In particular, the English word could serves double-duty as both the simple past tense of can and as a marker for the subjunctive mood. Crucially, when used subjunctively, could is in the present tense.
Contrast "I can do that" with "I could do that" -- the former is an assertion of fact, and usually an offer to take direct action, while the latter is less concrete and more likely to be an opinion, a boast, or a weaker offer of assistance at some future point.
In order to express the subjunctive could in the past tense, we use the auxiliary verb have. "I could have done that" is a subjunctive statement about the past.
So we have a situation where "I could do X" means either "I was definitely able to do X [and did]" or "I am capable of doing X [but might not]", depending on whether it's the past tense of "can" or the present subjunctive marker.
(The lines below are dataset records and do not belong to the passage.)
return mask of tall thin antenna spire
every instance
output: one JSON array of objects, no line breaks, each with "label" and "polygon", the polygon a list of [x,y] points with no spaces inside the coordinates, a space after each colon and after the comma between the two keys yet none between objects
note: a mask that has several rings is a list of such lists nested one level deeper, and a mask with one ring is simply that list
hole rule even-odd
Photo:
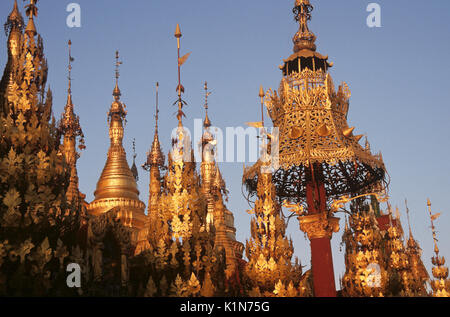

Which it is hinges on the overall context, the intentions of the speaker, and the understanding of the listener.
In German, this grammatical ambiguity simply does not exist. When German speakers wish to indicate the subjunctive mood, we use a whole class of verb forms called Konjunktiv II (technically, the second conjunctive declension). In practice, this means we usually use the verbs würden or wären or könnten (the KII forms of werden, sein, and können, respectively) as auxiliaries.
Thus if a German speaker reads "So konnten...gebracht werden", they understand immediately and intuitively that this is the literal past tense of können. If the writer had wished to express the subjunctive mood, they would have written "So könnten...gebracht werden".
tl;dr: DeepL"knows" that konnten is the past tense of können, and it "knows" that können is the cognate of can, and it further "knows" that could is (among other things) the past tense of can, but it doesn't (yet?) "know" the vagaries of the English subjunctive, and so it (mis-)translated the unambiguous German sentence into a much more ambiguous one in English.